Le deuxième Consu avait émergé du bouclier quelques heures plus tard, il avait mugi comme un troupeau de vaches coincées dans une batteuse, puis explosé, projetant du sang rosâtre, des morceaux d’organes et de carapace sur le bouclier, qui grésillèrent légèrement en retombant en pluie sur le sol.

Les Consus croyaient, semblait-il, que si un soldat isolé était préparé selon les rites, il était possible de persuader son âme d’effectuer une reconnaissance de l’ennemi pendant un laps de temps déterminé avant qu’elle ne migre là où vont les âmes consues. Ou quelque chose de ce genre. C’est un honneur notoire qui n’est pas octroyé à la légère. Ce rite me paraissait un excellent moyen de perdre rapidement ses meilleurs soldats, mais, vu que j’appartenais à l’ennemi, il m’était difficile de voir le revers de la médaille dans la pratique.

Ce troisième Consu appartenait à la plus haute caste.

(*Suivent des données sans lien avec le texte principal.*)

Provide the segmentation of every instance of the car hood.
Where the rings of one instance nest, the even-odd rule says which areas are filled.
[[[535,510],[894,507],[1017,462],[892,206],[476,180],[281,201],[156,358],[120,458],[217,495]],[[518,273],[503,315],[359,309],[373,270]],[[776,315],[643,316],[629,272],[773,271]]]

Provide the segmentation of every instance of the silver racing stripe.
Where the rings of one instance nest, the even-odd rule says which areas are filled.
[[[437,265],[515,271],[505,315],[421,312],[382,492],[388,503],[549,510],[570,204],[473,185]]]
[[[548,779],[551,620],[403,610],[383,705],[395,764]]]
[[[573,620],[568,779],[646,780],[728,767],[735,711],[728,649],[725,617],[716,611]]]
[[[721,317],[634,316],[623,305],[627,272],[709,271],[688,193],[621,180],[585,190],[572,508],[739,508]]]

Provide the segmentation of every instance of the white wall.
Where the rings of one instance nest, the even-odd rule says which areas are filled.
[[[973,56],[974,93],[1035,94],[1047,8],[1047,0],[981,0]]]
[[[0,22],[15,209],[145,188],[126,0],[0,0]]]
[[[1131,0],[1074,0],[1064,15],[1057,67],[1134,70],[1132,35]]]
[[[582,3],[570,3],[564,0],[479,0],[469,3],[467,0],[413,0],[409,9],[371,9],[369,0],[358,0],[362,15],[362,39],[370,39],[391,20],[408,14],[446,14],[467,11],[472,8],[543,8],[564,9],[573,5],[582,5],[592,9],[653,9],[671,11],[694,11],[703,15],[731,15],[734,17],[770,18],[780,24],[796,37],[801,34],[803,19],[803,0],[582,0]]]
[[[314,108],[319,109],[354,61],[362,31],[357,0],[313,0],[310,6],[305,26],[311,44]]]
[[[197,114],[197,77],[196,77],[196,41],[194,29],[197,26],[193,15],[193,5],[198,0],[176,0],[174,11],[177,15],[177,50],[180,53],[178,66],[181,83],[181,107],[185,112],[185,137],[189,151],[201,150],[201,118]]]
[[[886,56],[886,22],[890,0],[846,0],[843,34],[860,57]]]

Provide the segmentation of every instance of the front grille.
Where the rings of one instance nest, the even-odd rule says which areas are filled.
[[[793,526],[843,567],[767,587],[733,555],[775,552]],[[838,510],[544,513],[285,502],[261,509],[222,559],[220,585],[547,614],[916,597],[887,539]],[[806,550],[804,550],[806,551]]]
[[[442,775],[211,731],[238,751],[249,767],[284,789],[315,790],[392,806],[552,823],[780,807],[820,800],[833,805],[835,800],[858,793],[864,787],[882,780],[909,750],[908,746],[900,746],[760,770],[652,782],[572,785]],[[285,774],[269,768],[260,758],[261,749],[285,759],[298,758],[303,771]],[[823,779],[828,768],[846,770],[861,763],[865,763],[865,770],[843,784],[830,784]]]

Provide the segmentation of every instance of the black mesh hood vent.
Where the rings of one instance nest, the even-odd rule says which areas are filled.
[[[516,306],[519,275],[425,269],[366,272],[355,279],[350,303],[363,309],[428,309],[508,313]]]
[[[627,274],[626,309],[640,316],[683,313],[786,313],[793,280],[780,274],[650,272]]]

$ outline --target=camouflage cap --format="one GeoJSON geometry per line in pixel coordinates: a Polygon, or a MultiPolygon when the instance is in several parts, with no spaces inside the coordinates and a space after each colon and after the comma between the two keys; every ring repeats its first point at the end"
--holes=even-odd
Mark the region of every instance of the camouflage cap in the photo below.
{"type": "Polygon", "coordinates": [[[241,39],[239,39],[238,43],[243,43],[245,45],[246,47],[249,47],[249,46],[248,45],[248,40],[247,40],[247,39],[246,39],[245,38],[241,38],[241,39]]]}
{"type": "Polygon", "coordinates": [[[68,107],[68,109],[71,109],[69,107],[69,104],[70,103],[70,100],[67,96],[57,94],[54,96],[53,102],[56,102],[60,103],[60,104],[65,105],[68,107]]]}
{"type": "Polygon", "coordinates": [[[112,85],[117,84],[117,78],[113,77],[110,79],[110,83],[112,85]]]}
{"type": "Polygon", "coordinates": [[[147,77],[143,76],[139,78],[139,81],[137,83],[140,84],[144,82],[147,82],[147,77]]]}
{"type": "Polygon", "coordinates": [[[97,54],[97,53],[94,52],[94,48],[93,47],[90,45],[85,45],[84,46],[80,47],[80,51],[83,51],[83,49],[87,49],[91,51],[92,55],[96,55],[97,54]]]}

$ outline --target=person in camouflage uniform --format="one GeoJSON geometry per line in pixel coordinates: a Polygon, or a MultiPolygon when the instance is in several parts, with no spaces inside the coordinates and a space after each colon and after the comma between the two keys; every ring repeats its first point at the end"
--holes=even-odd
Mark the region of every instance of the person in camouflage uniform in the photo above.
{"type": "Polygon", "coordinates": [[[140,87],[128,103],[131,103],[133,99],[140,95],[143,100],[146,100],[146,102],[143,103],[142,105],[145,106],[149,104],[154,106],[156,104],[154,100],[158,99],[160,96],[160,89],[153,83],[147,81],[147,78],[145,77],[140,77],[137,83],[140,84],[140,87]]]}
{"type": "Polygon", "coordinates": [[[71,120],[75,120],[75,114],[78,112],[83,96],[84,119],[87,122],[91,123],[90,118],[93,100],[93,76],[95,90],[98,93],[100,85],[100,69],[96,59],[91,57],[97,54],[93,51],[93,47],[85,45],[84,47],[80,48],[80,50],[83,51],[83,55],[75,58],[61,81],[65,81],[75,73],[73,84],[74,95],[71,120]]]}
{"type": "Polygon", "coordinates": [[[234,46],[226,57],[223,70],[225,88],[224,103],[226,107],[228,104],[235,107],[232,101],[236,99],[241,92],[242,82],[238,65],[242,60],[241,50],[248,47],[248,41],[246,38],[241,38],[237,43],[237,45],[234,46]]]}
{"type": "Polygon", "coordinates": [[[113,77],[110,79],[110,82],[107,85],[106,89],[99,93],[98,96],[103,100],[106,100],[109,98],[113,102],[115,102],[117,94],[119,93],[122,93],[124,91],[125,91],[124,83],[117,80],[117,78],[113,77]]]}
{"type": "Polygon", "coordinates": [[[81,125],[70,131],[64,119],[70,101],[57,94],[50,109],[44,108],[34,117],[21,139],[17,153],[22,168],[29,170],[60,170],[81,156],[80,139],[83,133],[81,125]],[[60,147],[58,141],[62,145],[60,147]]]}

Son rôle se réduisait à nous expliquer les raisons de notre mort et comment nous allions tous périr. Ensuite, nous pourrions marcher au casse-pipe et rendre l’âme. Toute tentative d’accélérer les événements en tirant préventivement sur le bouclier se solderait par un échec. À part le jeter dans un noyau stellaire, il y avait en effet peu de procédés capables d’esquinter un bouclier consu. Tuer un messager ne servirait qu’à leur faire recommencer les rituels d’ouverture, retardant d’autant le combat et le massacre.

De surcroît, les Consus ne se cachaient pas derrière le bouclier. Ils devaient simplement accomplir toutes sortes de rituels préalables à la bataille et ils préféraient le faire sans être interrompus par l’intrusion inopinée de balles, de rayons de particules ou d’explosifs. En vérité, les Consus n’aimaient rien tant qu’un bon combat. L’idée de débouler sur une autre planète, de s’y implanter, de défier les indigènes et de les expulser, l’arme au poing, ne les intéressait pas.

Ce qui était le cas ici. Les Consus se moquaient éperdument de coloniser cette planète. Ils avaient réduit en pièces une colonie humaine uniquement pour faire savoir aux FDC qu’ils étaient dans les parages et qu’ils ne refuseraient pas un peu d’action. Ignorer les Consus était exclu, car ils continueraient de tuer les colons jusqu’à ce que quelqu’un se présente pour les affronter officiellement. On ne pouvait jamais savoir non plus ce qu’ils allaient considérer comme un défi officiel. Il fallait continuer de renforcer les troupes jusqu’à ce qu’un messager consu sorte et annonce la bataille.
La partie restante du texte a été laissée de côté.